In questi anni di ricerca ho capito come l’idea di comunità debba essere anche alla base delle singole classi, per richiamare il rispetto: è necessario un esame di coscienza sul valore dell’essere umano come singolo e come comunità.

Sarebbe utile e molto educativo sviluppare progetti di incontro su larga scala, dal singolo alla comunità, allargando i punti di vista, i contatti tra comunità e regioni.

In questo periodo storico emerso come la scuola di danza sia maggiormente legata all’idea di sport.

Pochi si allontanano dall’idea di insegnamento canonico, un’idea diversa rispetto all’apprendimento della mera tecnica, che guarda maggiormente al gruppo, all’identità comune, culturale e sociale. Quest’idea non si lega al linguaggio, né alla disciplina, ma cerca di portare il valore della comunità all’interno del luogo di formazione. Ciò diventa necessario per ampliare la propria conoscenza.

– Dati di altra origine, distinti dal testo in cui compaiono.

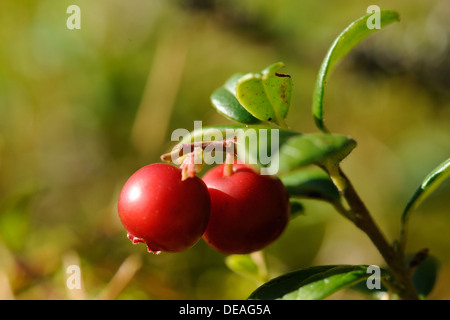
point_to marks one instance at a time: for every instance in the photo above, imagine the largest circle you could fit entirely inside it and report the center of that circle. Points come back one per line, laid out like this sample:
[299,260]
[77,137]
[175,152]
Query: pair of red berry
[235,213]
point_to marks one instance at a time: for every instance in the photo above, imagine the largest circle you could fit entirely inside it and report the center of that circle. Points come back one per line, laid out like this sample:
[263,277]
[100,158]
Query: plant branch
[361,217]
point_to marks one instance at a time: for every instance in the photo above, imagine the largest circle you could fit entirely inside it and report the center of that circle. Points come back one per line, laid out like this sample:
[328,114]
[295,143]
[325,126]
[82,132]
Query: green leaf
[313,183]
[297,208]
[266,95]
[431,182]
[425,276]
[15,217]
[312,283]
[346,41]
[243,264]
[315,148]
[224,101]
[274,148]
[257,145]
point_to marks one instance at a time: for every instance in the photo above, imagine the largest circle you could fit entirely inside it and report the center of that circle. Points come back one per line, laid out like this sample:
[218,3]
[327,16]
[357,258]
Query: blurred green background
[81,110]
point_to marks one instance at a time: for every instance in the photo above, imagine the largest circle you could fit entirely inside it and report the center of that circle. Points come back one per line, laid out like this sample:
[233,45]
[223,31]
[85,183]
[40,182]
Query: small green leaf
[313,183]
[315,148]
[243,264]
[312,283]
[266,95]
[431,182]
[347,40]
[224,101]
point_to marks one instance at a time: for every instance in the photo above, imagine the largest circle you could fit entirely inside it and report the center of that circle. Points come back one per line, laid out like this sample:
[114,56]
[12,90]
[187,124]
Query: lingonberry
[159,209]
[248,210]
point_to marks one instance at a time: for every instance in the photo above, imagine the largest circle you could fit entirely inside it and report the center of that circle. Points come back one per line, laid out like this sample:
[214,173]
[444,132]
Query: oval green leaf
[311,183]
[347,40]
[313,283]
[224,101]
[266,95]
[315,148]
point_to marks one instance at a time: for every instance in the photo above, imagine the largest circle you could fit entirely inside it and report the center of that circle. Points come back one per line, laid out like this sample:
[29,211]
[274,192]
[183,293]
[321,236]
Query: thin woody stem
[227,145]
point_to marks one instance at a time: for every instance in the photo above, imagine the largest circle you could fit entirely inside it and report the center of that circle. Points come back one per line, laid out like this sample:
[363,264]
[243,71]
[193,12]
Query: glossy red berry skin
[248,210]
[159,209]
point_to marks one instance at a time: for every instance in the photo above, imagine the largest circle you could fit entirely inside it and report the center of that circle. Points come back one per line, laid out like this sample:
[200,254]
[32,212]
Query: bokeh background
[81,110]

Vivi la danza come un rituale più che come una forma di espressione meramente artistica, all’interno del quale cerchi sempre di instaurare un rapporto con il pubblico, cosa ti ha condotto qui? 

Credo nel rituale inteso come momento di cambiamento e passaggio. Viviamo in un mondo, dove le influenze sono molteplici, per questo non riesco a pensare a un momento di condivisione senza relazione reale tra danzatore e spettatore.

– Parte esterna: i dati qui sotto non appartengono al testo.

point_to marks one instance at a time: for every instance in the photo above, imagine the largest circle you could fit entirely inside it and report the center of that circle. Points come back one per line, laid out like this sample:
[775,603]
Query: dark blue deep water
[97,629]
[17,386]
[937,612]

Dal corpo pensante arriva la possibilità comunicativa, sta nella persona che crea il movimento cercare un legame con la comunità (allievo o spettatore), in modo da generare contenuti di diverse tipologie e caratterizzanti diversi piani della creazione artistica (partendo dalla formazione, fino a giungere a spettacoli e pratiche artistiche di condivisione).

La danza per me è incontro, nella separazione non c’è crescita, non c’è sviluppo.

Per questo dovrebbe essere necessario rivedere anche le modalità di dialogo tra le scuole di danza: è impossibile evolvere se tra le singole scuole vi è un muro. Solo i momenti di coesione e dialogo possono creare le condizioni per uno scambio di possibilità e per un cambio di punti di vista nella scala dei valori.